Software application security continues to play an important role when developing applications. Every self-respecting company includes source code analysis, dependency scanning, and other security measures in their CI/CD pipelines. However, you need to do more to also protect yourself against malware, digital forensics, and software infringement. Digital fingerprinting helps to tackle advanced security topics.
Context and problem area
To capture every potential security threat in your software applications, it’s not always enough to use conventional tools that you already use. Source code can be scanned to identify security misconfigurations, security bugs as well as hidden secrets. Dependency scanners help to detect vulnerabilities and forbidden licenses as well as other security flaws. Furthermore, dynamic application security analysis scans a running application for potential security issues.
This is not always sufficient. What is missing here is an in-depth understanding of the true behavior of an application (component). Threat actors such as malware, crypto miners, and backdoors tend to hide their true characteristics. In the case of forensic investigation, there is also a need to do a deep dive into the actual software packages.
Digital fingerprinting helps to capture behavior/characteristics that have been lost during the compilation or obfuscation of software source code. Think of the original authors, source code methods, or used licenses. Often, systems tend to obfuscate these aspects to hide certain behaviors which enables the bad actor to hide malware, backdoors, etc.

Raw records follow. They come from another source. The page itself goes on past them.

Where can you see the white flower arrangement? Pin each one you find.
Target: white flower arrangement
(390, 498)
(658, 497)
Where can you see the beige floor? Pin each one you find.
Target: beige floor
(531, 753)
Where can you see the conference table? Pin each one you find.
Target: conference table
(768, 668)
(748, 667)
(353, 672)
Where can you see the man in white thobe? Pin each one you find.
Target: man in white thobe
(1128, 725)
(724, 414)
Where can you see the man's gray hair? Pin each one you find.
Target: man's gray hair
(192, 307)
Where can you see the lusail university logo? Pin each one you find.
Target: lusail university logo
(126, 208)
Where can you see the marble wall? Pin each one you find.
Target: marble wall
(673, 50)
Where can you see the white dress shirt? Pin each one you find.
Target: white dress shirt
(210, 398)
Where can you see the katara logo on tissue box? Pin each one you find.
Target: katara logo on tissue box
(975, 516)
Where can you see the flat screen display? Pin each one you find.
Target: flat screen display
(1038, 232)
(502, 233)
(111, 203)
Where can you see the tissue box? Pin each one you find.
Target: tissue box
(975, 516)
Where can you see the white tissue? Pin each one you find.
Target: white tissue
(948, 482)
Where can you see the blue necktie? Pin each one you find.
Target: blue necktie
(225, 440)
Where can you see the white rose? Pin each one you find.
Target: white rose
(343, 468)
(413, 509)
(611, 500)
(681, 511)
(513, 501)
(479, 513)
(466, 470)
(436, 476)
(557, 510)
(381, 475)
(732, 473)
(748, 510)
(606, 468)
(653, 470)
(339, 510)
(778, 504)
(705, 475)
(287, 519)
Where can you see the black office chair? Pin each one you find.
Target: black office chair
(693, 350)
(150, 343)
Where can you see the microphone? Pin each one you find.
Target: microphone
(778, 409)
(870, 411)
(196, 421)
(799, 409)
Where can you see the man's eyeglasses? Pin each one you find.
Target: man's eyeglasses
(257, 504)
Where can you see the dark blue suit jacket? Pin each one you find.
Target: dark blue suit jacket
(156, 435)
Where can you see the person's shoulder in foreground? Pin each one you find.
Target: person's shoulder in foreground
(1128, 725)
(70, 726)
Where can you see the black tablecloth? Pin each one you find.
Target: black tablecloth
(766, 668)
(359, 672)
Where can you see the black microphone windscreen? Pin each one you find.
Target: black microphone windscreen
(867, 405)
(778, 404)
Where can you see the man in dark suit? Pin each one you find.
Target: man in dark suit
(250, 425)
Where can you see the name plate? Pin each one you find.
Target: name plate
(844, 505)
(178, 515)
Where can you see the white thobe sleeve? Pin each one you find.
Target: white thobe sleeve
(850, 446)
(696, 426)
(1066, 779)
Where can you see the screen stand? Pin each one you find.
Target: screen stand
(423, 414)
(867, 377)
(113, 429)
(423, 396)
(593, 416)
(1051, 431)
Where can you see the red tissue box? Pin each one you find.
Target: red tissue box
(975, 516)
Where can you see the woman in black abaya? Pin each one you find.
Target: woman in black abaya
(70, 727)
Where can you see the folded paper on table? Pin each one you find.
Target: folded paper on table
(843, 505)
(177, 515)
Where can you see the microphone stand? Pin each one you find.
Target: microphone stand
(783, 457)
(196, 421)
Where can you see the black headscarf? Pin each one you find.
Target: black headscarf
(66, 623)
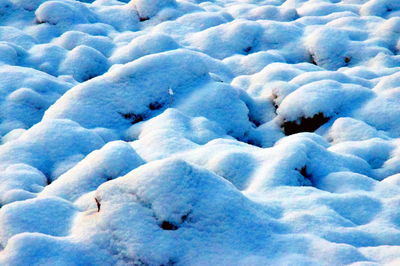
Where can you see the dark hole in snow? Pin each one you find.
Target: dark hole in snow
(88, 78)
(169, 263)
(274, 99)
(307, 176)
(133, 118)
(254, 143)
(254, 121)
(155, 106)
(165, 225)
(247, 49)
(98, 204)
(39, 21)
(306, 124)
(312, 60)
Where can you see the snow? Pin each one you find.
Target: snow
(188, 132)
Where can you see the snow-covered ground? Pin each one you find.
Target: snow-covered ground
(190, 132)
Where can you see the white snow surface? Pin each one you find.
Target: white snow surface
(195, 132)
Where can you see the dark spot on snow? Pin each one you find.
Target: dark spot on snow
(312, 59)
(255, 122)
(98, 204)
(165, 225)
(274, 98)
(88, 78)
(169, 263)
(155, 106)
(247, 49)
(39, 21)
(254, 143)
(137, 262)
(184, 217)
(308, 179)
(133, 118)
(306, 124)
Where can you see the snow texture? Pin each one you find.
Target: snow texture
(191, 132)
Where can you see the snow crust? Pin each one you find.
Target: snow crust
(190, 132)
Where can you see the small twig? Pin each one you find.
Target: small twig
(98, 204)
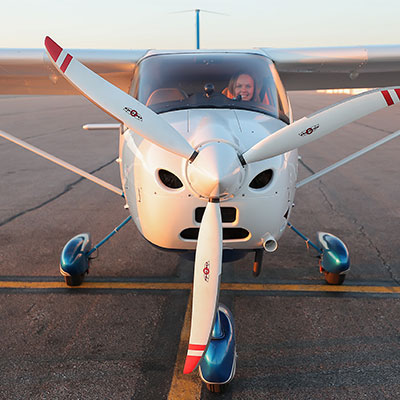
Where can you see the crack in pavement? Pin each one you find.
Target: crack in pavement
(362, 231)
(66, 190)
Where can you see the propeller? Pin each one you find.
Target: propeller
(207, 271)
(119, 104)
(319, 124)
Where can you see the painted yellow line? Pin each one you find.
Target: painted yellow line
(184, 386)
(262, 287)
(310, 288)
(96, 285)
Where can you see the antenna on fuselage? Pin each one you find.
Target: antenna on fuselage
(197, 11)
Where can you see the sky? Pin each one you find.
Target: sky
(145, 24)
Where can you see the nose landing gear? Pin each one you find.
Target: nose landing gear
(218, 365)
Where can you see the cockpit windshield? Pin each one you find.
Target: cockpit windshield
(168, 82)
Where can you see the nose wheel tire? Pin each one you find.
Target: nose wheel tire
(216, 387)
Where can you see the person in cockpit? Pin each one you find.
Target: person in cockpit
(241, 86)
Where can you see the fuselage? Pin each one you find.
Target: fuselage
(163, 200)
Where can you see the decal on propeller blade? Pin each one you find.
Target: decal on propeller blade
(309, 130)
(206, 271)
(133, 113)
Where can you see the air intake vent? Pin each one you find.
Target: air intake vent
(228, 214)
(262, 179)
(227, 233)
(170, 180)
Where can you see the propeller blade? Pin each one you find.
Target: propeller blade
(119, 104)
(319, 124)
(207, 271)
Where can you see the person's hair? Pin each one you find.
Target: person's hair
(232, 83)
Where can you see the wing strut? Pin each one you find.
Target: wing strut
(348, 159)
(60, 162)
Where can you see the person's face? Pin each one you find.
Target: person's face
(245, 87)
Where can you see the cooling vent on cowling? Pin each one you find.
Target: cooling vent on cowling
(228, 214)
(261, 180)
(169, 179)
(227, 233)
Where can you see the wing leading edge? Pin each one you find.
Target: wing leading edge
(29, 71)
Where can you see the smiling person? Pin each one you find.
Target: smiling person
(242, 84)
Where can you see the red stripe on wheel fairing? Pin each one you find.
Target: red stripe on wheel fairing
(387, 97)
(53, 48)
(66, 62)
(190, 364)
(197, 346)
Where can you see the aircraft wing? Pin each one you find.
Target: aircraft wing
(29, 71)
(337, 67)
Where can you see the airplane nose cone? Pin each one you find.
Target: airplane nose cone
(216, 172)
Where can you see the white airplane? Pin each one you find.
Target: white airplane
(208, 154)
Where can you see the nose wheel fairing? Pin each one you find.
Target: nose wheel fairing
(219, 362)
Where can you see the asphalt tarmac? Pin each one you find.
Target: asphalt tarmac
(124, 333)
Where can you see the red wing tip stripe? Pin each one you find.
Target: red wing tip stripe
(190, 364)
(388, 97)
(197, 346)
(66, 62)
(53, 48)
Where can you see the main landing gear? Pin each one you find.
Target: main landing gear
(217, 368)
(75, 257)
(334, 258)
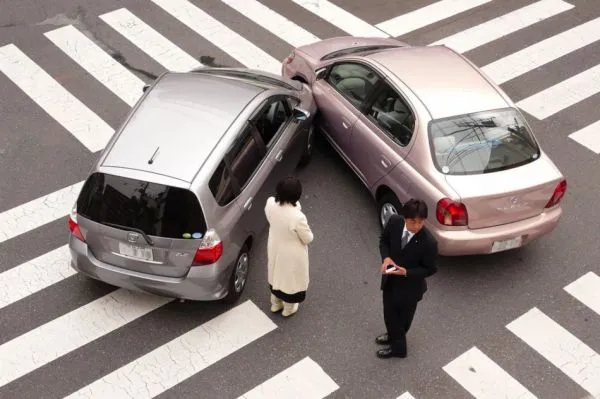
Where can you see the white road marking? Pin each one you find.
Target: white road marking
(220, 35)
(561, 348)
(589, 137)
(435, 12)
(38, 212)
(563, 95)
(71, 331)
(48, 94)
(35, 275)
(273, 22)
(340, 18)
(586, 289)
(184, 356)
(543, 52)
(97, 63)
(304, 380)
(483, 378)
(147, 39)
(497, 28)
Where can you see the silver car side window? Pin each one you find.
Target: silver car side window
(271, 120)
(236, 168)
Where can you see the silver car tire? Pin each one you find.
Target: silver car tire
(239, 276)
(388, 205)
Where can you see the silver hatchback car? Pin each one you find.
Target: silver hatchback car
(175, 200)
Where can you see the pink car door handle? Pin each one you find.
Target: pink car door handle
(385, 162)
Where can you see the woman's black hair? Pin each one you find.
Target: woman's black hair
(288, 191)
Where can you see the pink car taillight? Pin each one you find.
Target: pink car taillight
(451, 213)
(289, 58)
(559, 193)
(210, 249)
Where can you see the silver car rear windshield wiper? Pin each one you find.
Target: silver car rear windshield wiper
(118, 226)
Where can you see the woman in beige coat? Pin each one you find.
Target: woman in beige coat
(287, 247)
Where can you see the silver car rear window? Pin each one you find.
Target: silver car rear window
(156, 209)
(482, 142)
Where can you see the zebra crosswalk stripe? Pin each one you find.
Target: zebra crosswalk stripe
(184, 356)
(483, 378)
(146, 38)
(220, 35)
(504, 25)
(304, 380)
(561, 348)
(97, 63)
(69, 332)
(273, 22)
(33, 276)
(48, 94)
(586, 290)
(427, 15)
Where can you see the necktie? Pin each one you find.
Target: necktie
(404, 240)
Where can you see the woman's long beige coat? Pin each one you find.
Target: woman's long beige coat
(287, 247)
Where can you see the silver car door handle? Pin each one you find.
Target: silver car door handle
(385, 162)
(279, 155)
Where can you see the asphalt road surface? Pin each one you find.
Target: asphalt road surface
(518, 324)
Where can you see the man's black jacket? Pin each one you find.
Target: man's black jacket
(418, 257)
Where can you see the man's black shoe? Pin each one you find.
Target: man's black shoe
(383, 339)
(387, 353)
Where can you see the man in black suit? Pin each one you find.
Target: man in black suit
(409, 253)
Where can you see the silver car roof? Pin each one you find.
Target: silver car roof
(192, 111)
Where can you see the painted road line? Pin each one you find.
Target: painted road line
(586, 289)
(543, 52)
(483, 378)
(55, 100)
(561, 348)
(38, 212)
(340, 18)
(275, 23)
(427, 15)
(147, 39)
(97, 63)
(304, 380)
(589, 137)
(71, 331)
(220, 35)
(563, 95)
(35, 275)
(502, 26)
(184, 356)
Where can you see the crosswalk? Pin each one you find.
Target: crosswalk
(237, 328)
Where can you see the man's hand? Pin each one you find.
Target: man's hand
(398, 271)
(386, 262)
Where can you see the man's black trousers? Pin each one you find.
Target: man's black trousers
(398, 313)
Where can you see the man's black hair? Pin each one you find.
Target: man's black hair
(288, 191)
(415, 209)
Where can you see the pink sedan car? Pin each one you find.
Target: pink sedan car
(425, 122)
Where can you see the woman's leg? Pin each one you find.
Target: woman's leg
(276, 304)
(289, 309)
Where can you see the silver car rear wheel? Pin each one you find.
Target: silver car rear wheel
(388, 205)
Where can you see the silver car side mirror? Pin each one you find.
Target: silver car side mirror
(300, 114)
(320, 73)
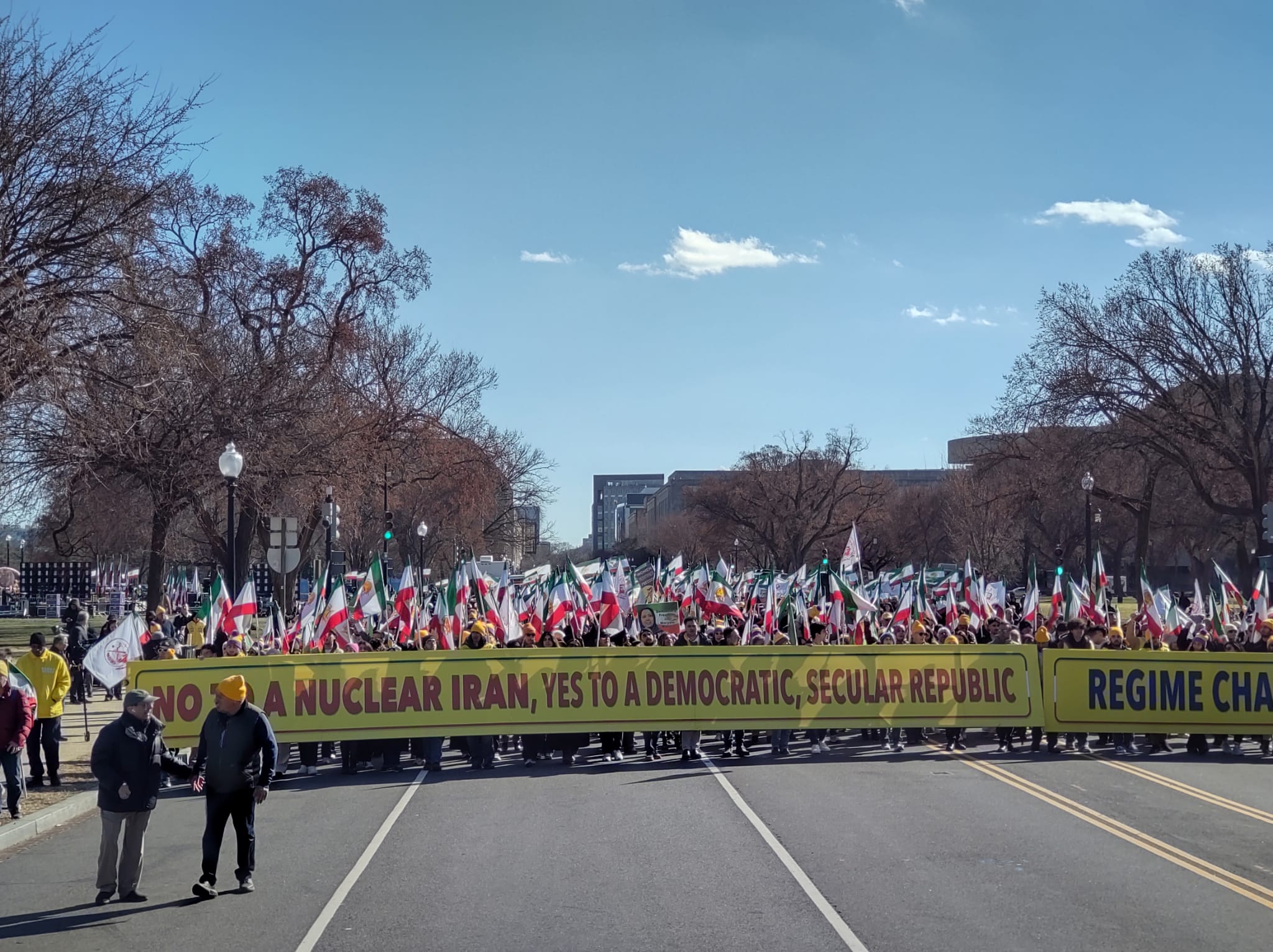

Another use case is reverse engineering. You can use digital fingerprinting to identify the compilers that are used to produce the binary artifact, conduct author analysis, and many things more.
Where to start
Digital fingerprinting is a complex topic, so it’s good to have some good sources that help you get started.
Binsign
The authors of the paper that talks about Binsign offer a great view of their framework. It includes capturing fingerprints based on syntactic, semantic, and structural information of a function. By identifying, collecting, and comparing identical fingerprints, the hidden behavior of the selected binaries can be revealed. Especially the matching feature is useful since there is already a huge database of function fingerprints. Before this step is achieved, the framework should first generate fingerprints based on the input.
In addition to the features above, the paper explains the comparison of Binsign to other existing tools available on the market. It also details the algorithms that are being used as well as components that compare function features before they are evaluated.
Another great feature is the detection of source and binary clone detection. Binsign includes multiple levels of clone type. Not only exact matches but also clones based on similar structures or semantics.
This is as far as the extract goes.